Génesis 26
Isaac y Abimélec
26 1-6 En
aquel tiempo llegó a faltar comida en toda la región de Canaán, tal
como había pasado en tiempos de Abraham. Era tan grave la falta de
alimentos que Isaac pensó en irse a Egipto. Pero Dios se le apareció a
Isaac y le dijo:
«No
vayas a Egipto. Es mejor que te vayas por algún tiempo a Guerar, donde
vive Abimélec, rey de los filisteos. Yo prometo estar siempre contigo, y
bendecirte en todo. Además, a ti y a tus descendientes voy a darles
todas estas tierras. Así cumpliré el juramento que le hice a tu padre
Abraham. Voy a hacer que tus descendientes sean tan numerosos como las
estrellas del cielo. Por medio de ellos bendeciré a todas las naciones
de la tierra, porque Abraham me obedeció y cumplió con todo lo que le
ordené».
Fue así como Isaac fue a Guerar para hablar con Abimélec, y se quedó a vivir allá. 7 Cuando
los hombres de aquel lugar le preguntaban por Rebeca, él decía que era
su hermana y no su esposa.
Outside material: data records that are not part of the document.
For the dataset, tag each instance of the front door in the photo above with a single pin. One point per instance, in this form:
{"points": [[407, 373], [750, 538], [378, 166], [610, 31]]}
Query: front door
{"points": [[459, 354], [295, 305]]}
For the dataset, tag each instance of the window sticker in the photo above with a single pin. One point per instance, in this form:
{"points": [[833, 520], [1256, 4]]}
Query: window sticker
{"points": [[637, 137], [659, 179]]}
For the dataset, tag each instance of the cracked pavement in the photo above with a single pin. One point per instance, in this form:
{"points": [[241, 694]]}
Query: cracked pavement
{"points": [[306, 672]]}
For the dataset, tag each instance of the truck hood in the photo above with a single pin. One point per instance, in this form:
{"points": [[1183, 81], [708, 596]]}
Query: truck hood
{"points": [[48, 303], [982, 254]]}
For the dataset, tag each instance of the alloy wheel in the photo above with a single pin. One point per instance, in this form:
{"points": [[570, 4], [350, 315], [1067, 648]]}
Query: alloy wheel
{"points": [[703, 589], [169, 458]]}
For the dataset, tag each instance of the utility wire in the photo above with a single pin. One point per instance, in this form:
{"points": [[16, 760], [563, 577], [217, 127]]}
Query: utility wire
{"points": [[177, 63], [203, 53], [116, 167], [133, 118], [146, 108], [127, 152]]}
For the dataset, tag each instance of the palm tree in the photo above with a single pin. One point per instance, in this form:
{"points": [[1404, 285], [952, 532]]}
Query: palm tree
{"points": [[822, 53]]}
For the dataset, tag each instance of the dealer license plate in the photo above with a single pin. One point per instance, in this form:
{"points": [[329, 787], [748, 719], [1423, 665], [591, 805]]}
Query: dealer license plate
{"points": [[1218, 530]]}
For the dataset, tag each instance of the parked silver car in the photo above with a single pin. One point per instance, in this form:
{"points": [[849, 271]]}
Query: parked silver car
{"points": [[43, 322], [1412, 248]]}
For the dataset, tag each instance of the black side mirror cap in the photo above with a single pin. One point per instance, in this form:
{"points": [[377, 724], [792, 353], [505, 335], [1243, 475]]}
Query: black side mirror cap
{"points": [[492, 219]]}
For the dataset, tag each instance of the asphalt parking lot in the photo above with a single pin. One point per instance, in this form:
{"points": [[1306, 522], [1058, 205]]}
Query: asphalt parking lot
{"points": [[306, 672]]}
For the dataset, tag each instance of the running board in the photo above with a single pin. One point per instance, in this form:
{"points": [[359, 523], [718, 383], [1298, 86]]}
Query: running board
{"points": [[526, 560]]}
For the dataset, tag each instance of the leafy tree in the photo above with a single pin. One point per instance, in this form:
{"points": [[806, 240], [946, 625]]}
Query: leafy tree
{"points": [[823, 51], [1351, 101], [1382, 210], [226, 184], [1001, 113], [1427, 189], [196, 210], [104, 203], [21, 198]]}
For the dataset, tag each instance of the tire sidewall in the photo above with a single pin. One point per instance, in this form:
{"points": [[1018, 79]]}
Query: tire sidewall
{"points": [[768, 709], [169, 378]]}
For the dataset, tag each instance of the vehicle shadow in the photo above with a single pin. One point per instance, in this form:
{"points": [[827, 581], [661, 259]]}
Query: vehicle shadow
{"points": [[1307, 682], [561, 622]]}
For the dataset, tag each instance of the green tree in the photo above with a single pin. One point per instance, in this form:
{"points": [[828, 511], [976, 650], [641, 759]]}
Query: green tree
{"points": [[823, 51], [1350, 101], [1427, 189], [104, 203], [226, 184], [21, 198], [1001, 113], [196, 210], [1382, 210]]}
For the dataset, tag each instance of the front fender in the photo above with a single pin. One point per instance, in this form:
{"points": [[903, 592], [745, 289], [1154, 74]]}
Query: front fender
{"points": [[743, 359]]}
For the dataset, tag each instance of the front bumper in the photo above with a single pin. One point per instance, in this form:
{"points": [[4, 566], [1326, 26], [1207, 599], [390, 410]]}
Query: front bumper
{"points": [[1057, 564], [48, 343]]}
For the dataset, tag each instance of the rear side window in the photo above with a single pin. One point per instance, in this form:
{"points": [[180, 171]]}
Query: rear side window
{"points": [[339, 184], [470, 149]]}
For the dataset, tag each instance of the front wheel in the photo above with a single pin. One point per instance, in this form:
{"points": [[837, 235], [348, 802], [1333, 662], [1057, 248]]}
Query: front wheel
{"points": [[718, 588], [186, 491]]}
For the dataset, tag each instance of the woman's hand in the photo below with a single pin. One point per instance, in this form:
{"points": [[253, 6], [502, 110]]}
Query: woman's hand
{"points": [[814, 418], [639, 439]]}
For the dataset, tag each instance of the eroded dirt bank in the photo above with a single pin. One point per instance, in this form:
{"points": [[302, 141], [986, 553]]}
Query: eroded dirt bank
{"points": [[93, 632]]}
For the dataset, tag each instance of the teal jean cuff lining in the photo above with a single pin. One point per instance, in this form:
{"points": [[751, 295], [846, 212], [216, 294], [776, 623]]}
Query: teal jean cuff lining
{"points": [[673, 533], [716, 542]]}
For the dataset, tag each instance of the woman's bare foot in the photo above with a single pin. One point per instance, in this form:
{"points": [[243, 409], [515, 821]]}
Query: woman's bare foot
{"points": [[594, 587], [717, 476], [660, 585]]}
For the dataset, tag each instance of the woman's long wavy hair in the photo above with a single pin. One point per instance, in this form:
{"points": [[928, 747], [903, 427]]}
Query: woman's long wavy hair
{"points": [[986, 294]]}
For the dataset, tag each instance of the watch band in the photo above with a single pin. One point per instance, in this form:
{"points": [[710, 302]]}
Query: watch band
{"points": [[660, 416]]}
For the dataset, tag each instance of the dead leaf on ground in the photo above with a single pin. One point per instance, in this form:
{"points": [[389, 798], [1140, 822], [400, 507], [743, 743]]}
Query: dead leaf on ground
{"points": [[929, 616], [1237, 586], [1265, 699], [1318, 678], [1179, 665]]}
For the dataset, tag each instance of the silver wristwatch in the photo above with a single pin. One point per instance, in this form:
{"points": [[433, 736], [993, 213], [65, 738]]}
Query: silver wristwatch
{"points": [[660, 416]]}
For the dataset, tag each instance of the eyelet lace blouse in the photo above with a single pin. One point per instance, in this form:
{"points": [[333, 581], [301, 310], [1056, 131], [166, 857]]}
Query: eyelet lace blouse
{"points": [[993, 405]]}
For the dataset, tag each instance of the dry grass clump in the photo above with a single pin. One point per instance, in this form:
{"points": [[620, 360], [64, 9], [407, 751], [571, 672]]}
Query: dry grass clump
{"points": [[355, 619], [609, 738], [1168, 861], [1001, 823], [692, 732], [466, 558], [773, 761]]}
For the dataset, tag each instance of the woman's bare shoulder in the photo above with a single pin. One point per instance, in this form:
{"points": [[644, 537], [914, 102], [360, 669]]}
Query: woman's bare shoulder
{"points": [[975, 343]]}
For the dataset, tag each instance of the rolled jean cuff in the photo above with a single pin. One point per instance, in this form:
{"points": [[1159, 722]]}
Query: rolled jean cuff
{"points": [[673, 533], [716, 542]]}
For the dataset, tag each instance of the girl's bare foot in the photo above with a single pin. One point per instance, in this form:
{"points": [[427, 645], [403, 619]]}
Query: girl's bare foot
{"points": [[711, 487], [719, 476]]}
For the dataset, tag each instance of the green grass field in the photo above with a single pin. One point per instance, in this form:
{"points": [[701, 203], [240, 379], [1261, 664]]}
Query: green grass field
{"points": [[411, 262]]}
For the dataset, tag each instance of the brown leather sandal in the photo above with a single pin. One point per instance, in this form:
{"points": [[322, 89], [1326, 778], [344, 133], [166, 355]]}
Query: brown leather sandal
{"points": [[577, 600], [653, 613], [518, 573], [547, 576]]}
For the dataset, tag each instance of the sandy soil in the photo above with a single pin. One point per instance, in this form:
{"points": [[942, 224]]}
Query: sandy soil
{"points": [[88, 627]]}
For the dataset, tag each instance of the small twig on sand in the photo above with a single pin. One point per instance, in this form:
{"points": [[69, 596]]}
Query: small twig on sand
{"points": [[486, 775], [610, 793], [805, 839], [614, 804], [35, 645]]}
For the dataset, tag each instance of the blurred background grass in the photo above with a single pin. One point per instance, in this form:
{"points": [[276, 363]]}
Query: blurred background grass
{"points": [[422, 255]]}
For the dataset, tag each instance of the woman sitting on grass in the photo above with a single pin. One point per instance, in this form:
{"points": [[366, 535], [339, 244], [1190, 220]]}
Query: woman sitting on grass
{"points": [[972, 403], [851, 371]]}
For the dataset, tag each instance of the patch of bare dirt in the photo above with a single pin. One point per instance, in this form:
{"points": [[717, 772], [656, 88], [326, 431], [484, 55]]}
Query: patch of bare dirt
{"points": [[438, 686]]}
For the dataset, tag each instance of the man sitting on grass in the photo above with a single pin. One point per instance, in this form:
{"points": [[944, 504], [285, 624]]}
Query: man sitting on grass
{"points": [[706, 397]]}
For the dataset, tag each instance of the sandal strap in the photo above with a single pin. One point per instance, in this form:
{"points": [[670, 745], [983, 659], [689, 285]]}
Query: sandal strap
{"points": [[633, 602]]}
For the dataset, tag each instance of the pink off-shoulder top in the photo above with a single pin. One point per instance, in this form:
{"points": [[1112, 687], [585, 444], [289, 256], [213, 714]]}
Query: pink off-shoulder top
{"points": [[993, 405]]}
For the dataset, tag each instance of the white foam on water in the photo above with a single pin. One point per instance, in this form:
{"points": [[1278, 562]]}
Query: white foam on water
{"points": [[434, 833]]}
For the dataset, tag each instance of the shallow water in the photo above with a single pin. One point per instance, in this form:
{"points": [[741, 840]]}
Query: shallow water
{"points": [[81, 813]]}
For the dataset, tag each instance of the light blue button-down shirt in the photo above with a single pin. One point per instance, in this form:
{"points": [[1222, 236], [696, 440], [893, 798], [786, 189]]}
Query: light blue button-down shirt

Y es que tenía miedo, porque pensaba: «Rebeca
es muy hermosa; los hombres de este lugar son capaces de matarme para
quedarse con ella».
8 Un día, Abimélec estaba mirando desde su ventana, y vio que Isaac estaba acariciando a Rebeca. 9-10 Entonces lo mandó a llamar y le reclamó:
—¡Tú
no me puedes engañar! ¡Esta mujer no es tu hermana, es tu esposa! ¿Por
qué nos has hecho esto? ¡Si alguno de mis hombres hubiera tenido
relaciones sexuales con ella, tú nos habrías hecho culpables a todos!
Isaac se disculpó:
—Es que tuve miedo de que me mataran para quedarse con ella.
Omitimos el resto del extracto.